The modern American economic story starts with the 1920s, a decade worth dwelling on at some length because of the stunning evidence that it offers of growth’s power. The winners of the 1920 election were two Republicans, Warren G. Harding of Ohio and his vice presidential candidate, Calvin Coolidge of Massachusetts. Confronting these men and, indeed, Congress, was the same pressure to prioritize redistribution that weighs on us today. In the aftermath of World War I, commodity prices had plummeted; farmers could not pay the bills for equipment and land that they’d purchased in better years. The farmers demanded agricultural subsidies from Washington; veterans sought a federal pension, an early version of Social Security. Harding and Coolidge’s 1920 opponent from the Socialist Party, Eugene Victor Debs, won only 3.5 percent of the popular vote. But the dignified Debs, in prison for noncompliance with the wartime draft, was becoming a national martyr to progressivism. An even greater force was the progressive wing within Harding and Coolidge’s own party, the Republicans, led by Robert La Follette, senior senator from Wisconsin. La Follette advocated massive redistribution, including not only farm aid but also government seizure of national resources. Politically, La Follette was gaining in strength, looking to a 1924 presidential run. Dramatic moves by Woodrow Wilson’s administration during the war, including the suspension of trading on the New York Stock Exchange and the nationalization of the chief means of transportation, the railroad, had strengthened the case for a big-spending government. Perhaps what had worked in war would also work in peacetime.

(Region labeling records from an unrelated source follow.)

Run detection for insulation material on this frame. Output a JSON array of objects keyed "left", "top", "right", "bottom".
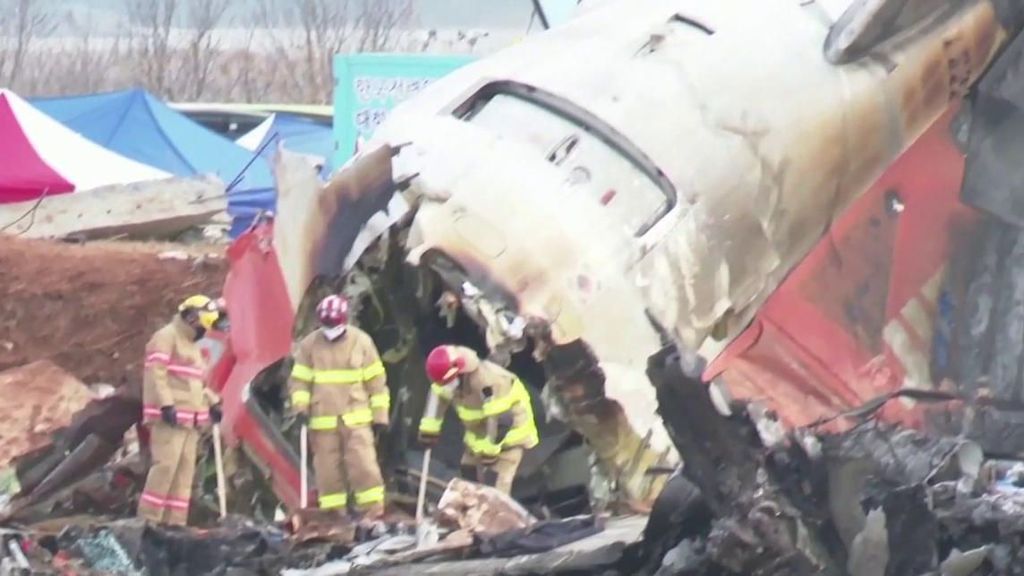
[{"left": 437, "top": 479, "right": 537, "bottom": 535}]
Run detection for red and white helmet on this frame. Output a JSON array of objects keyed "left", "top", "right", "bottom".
[
  {"left": 427, "top": 346, "right": 466, "bottom": 384},
  {"left": 316, "top": 295, "right": 348, "bottom": 328}
]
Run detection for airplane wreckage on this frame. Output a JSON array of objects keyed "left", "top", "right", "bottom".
[{"left": 9, "top": 0, "right": 1024, "bottom": 575}]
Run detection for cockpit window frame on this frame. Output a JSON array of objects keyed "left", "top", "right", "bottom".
[{"left": 452, "top": 80, "right": 679, "bottom": 238}]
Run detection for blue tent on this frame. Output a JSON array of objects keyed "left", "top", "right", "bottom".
[
  {"left": 32, "top": 89, "right": 276, "bottom": 236},
  {"left": 236, "top": 113, "right": 335, "bottom": 179}
]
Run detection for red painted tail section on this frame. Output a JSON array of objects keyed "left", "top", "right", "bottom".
[
  {"left": 203, "top": 217, "right": 307, "bottom": 509},
  {"left": 705, "top": 110, "right": 977, "bottom": 425}
]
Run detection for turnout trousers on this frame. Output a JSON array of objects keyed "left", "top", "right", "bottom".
[
  {"left": 309, "top": 424, "right": 384, "bottom": 516},
  {"left": 138, "top": 422, "right": 200, "bottom": 526}
]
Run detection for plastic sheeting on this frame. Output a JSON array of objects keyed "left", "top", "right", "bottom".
[
  {"left": 236, "top": 114, "right": 334, "bottom": 179},
  {"left": 0, "top": 90, "right": 170, "bottom": 203},
  {"left": 33, "top": 89, "right": 276, "bottom": 236}
]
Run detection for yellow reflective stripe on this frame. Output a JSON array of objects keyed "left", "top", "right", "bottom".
[
  {"left": 420, "top": 418, "right": 442, "bottom": 434},
  {"left": 319, "top": 492, "right": 348, "bottom": 509},
  {"left": 370, "top": 392, "right": 391, "bottom": 410},
  {"left": 455, "top": 405, "right": 484, "bottom": 422},
  {"left": 313, "top": 370, "right": 362, "bottom": 384},
  {"left": 309, "top": 416, "right": 338, "bottom": 430},
  {"left": 362, "top": 360, "right": 384, "bottom": 381},
  {"left": 355, "top": 486, "right": 384, "bottom": 506},
  {"left": 341, "top": 408, "right": 374, "bottom": 427},
  {"left": 502, "top": 421, "right": 541, "bottom": 448},
  {"left": 462, "top": 433, "right": 502, "bottom": 456},
  {"left": 430, "top": 382, "right": 452, "bottom": 400},
  {"left": 292, "top": 364, "right": 313, "bottom": 382},
  {"left": 483, "top": 378, "right": 529, "bottom": 416},
  {"left": 292, "top": 390, "right": 312, "bottom": 406}
]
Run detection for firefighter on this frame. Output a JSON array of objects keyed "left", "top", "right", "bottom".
[
  {"left": 138, "top": 295, "right": 226, "bottom": 526},
  {"left": 289, "top": 295, "right": 391, "bottom": 520},
  {"left": 420, "top": 345, "right": 539, "bottom": 494}
]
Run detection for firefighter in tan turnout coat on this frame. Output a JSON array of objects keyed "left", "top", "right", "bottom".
[
  {"left": 138, "top": 295, "right": 225, "bottom": 525},
  {"left": 420, "top": 345, "right": 540, "bottom": 494},
  {"left": 289, "top": 296, "right": 391, "bottom": 512}
]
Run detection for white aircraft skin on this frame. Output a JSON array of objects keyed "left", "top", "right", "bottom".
[{"left": 278, "top": 0, "right": 1010, "bottom": 499}]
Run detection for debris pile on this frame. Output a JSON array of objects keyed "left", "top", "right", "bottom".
[{"left": 633, "top": 344, "right": 1024, "bottom": 576}]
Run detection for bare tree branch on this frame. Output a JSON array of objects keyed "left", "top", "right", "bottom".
[
  {"left": 183, "top": 0, "right": 229, "bottom": 100},
  {"left": 0, "top": 0, "right": 55, "bottom": 87},
  {"left": 125, "top": 0, "right": 178, "bottom": 97},
  {"left": 357, "top": 0, "right": 413, "bottom": 52}
]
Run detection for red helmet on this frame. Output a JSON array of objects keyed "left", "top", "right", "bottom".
[
  {"left": 427, "top": 346, "right": 466, "bottom": 384},
  {"left": 316, "top": 295, "right": 348, "bottom": 328}
]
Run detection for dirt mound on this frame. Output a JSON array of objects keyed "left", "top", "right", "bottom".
[{"left": 0, "top": 236, "right": 227, "bottom": 385}]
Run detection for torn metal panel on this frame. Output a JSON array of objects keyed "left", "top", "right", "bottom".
[
  {"left": 0, "top": 360, "right": 93, "bottom": 465},
  {"left": 274, "top": 147, "right": 407, "bottom": 311},
  {"left": 437, "top": 478, "right": 537, "bottom": 535},
  {"left": 0, "top": 177, "right": 227, "bottom": 239}
]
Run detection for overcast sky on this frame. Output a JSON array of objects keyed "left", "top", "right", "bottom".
[{"left": 57, "top": 0, "right": 532, "bottom": 30}]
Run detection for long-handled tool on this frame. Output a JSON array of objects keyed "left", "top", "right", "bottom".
[
  {"left": 416, "top": 448, "right": 437, "bottom": 548},
  {"left": 299, "top": 424, "right": 309, "bottom": 509},
  {"left": 213, "top": 424, "right": 227, "bottom": 518},
  {"left": 416, "top": 448, "right": 432, "bottom": 526}
]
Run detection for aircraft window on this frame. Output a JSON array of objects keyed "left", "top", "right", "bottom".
[{"left": 456, "top": 83, "right": 675, "bottom": 236}]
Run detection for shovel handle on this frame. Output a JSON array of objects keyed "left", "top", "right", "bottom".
[
  {"left": 299, "top": 424, "right": 309, "bottom": 509},
  {"left": 416, "top": 448, "right": 431, "bottom": 525},
  {"left": 213, "top": 424, "right": 227, "bottom": 518}
]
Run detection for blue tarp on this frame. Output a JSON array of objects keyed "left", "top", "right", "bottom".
[
  {"left": 238, "top": 113, "right": 335, "bottom": 179},
  {"left": 32, "top": 89, "right": 276, "bottom": 237}
]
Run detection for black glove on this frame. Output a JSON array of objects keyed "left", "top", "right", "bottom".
[{"left": 160, "top": 406, "right": 178, "bottom": 426}]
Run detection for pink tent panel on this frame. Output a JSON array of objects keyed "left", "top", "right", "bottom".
[{"left": 0, "top": 89, "right": 170, "bottom": 203}]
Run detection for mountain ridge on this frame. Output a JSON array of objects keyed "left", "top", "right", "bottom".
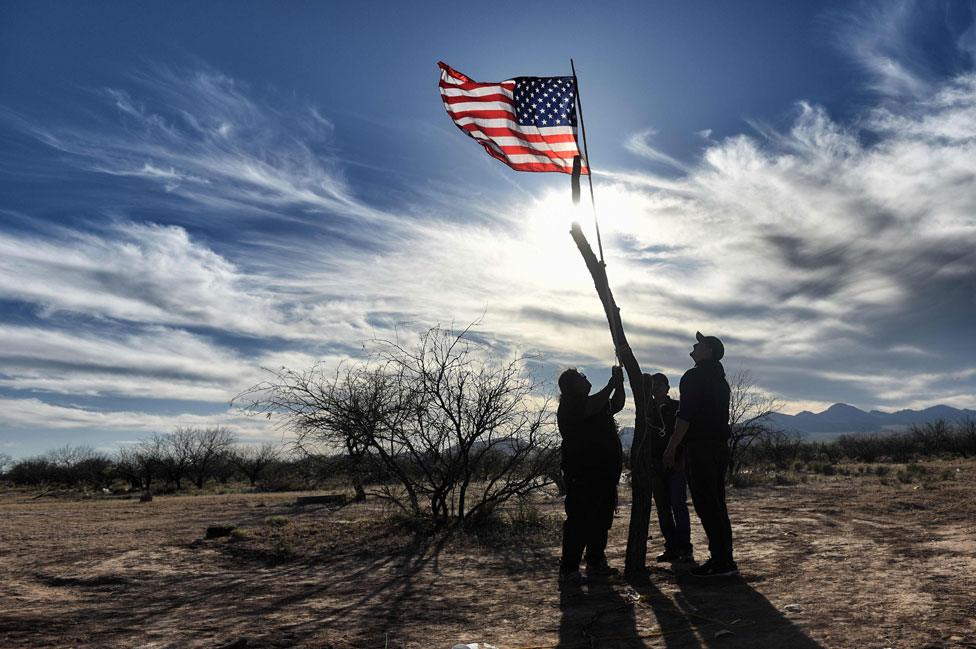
[{"left": 620, "top": 403, "right": 976, "bottom": 447}]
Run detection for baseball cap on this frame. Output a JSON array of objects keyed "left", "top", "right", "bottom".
[{"left": 695, "top": 331, "right": 725, "bottom": 361}]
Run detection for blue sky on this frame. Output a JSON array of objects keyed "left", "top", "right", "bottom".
[{"left": 0, "top": 1, "right": 976, "bottom": 456}]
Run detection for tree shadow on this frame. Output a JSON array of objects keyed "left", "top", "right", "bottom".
[
  {"left": 675, "top": 570, "right": 821, "bottom": 649},
  {"left": 556, "top": 577, "right": 644, "bottom": 649}
]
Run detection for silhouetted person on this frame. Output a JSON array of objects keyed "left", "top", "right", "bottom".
[
  {"left": 556, "top": 367, "right": 625, "bottom": 584},
  {"left": 644, "top": 373, "right": 694, "bottom": 563},
  {"left": 663, "top": 332, "right": 738, "bottom": 577}
]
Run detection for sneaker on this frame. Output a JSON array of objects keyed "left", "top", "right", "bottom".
[
  {"left": 559, "top": 570, "right": 583, "bottom": 588},
  {"left": 688, "top": 559, "right": 739, "bottom": 577},
  {"left": 586, "top": 559, "right": 620, "bottom": 577}
]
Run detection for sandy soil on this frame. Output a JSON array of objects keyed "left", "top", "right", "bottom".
[{"left": 0, "top": 461, "right": 976, "bottom": 649}]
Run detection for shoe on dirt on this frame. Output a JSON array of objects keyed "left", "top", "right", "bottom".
[
  {"left": 559, "top": 570, "right": 583, "bottom": 588},
  {"left": 586, "top": 561, "right": 620, "bottom": 577},
  {"left": 689, "top": 559, "right": 739, "bottom": 577}
]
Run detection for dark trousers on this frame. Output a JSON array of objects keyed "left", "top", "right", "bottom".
[
  {"left": 559, "top": 479, "right": 617, "bottom": 572},
  {"left": 651, "top": 461, "right": 692, "bottom": 554},
  {"left": 685, "top": 440, "right": 732, "bottom": 562}
]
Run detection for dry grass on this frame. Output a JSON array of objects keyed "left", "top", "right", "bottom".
[{"left": 0, "top": 461, "right": 976, "bottom": 649}]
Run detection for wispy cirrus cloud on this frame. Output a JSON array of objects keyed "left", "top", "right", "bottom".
[
  {"left": 8, "top": 65, "right": 389, "bottom": 228},
  {"left": 0, "top": 10, "right": 976, "bottom": 458},
  {"left": 828, "top": 0, "right": 976, "bottom": 98}
]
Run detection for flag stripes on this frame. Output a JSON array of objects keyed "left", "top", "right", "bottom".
[{"left": 437, "top": 62, "right": 589, "bottom": 174}]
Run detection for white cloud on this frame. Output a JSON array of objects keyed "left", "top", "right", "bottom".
[
  {"left": 0, "top": 398, "right": 281, "bottom": 438},
  {"left": 0, "top": 55, "right": 976, "bottom": 446}
]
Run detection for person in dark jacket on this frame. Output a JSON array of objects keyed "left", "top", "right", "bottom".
[
  {"left": 644, "top": 372, "right": 694, "bottom": 563},
  {"left": 663, "top": 332, "right": 738, "bottom": 577},
  {"left": 556, "top": 367, "right": 625, "bottom": 583}
]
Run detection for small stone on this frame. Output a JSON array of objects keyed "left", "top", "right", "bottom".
[{"left": 203, "top": 525, "right": 237, "bottom": 539}]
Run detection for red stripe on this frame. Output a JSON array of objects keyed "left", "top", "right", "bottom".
[
  {"left": 441, "top": 95, "right": 515, "bottom": 106},
  {"left": 502, "top": 146, "right": 579, "bottom": 160},
  {"left": 438, "top": 79, "right": 515, "bottom": 90},
  {"left": 448, "top": 110, "right": 515, "bottom": 122},
  {"left": 458, "top": 120, "right": 576, "bottom": 143}
]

Meantime, however, business was slow—the early 1920s experienced a significant recession. At the end of World War I, the top income-tax rate stood at 77 percent. Business was accustomed to extraordinary burdens in war. But in autumn 1920, two years after the armistice, the top rate was still high, at 73 percent. The government’s lack of clarity over the tax treatment of capital gains was also roiling markets. An official capital-gains tax rate had yet to be established. It was unclear whether, in the future, gains from the sale of equities would be taxed as income, or taxed at all. If capital gains were taxed as income, Americans would be trapped in an economy where it was almost impossible to make money legally.

In response, Wall Street and private companies mounted a "capital strike," dumping cash not into the most promising inventions but into humdrum municipal bonds. Bootlegging and any other illicit activity outside the purview of the Treasury’s Bureau of Internal Revenue, the ancestor to our Internal Revenue Service, grew abnormally attractive. The high tax rates, designed to corral the resources of the rich, failed to achieve their purpose. In 1916, 206 families or individuals filed returns reporting income of $1 million or more; the next year, 1917, when Wilson’s higher rates applied, only 141 families reported income of $1 million. By 1921, just 21 families reported to the Treasury that they had earned more than a million. This was ironic, for, as the financial titan Andrew Mellon would comment, the effect of tax progressivity was: "The idle man is relieved. The producer is penalized." The perverse situation contributed to public disillusionment, the kind captured by F. Scott Fitzgerald in The Great Gatsby, published in 1925—not, as commonly assumed today, after the crash of 1929.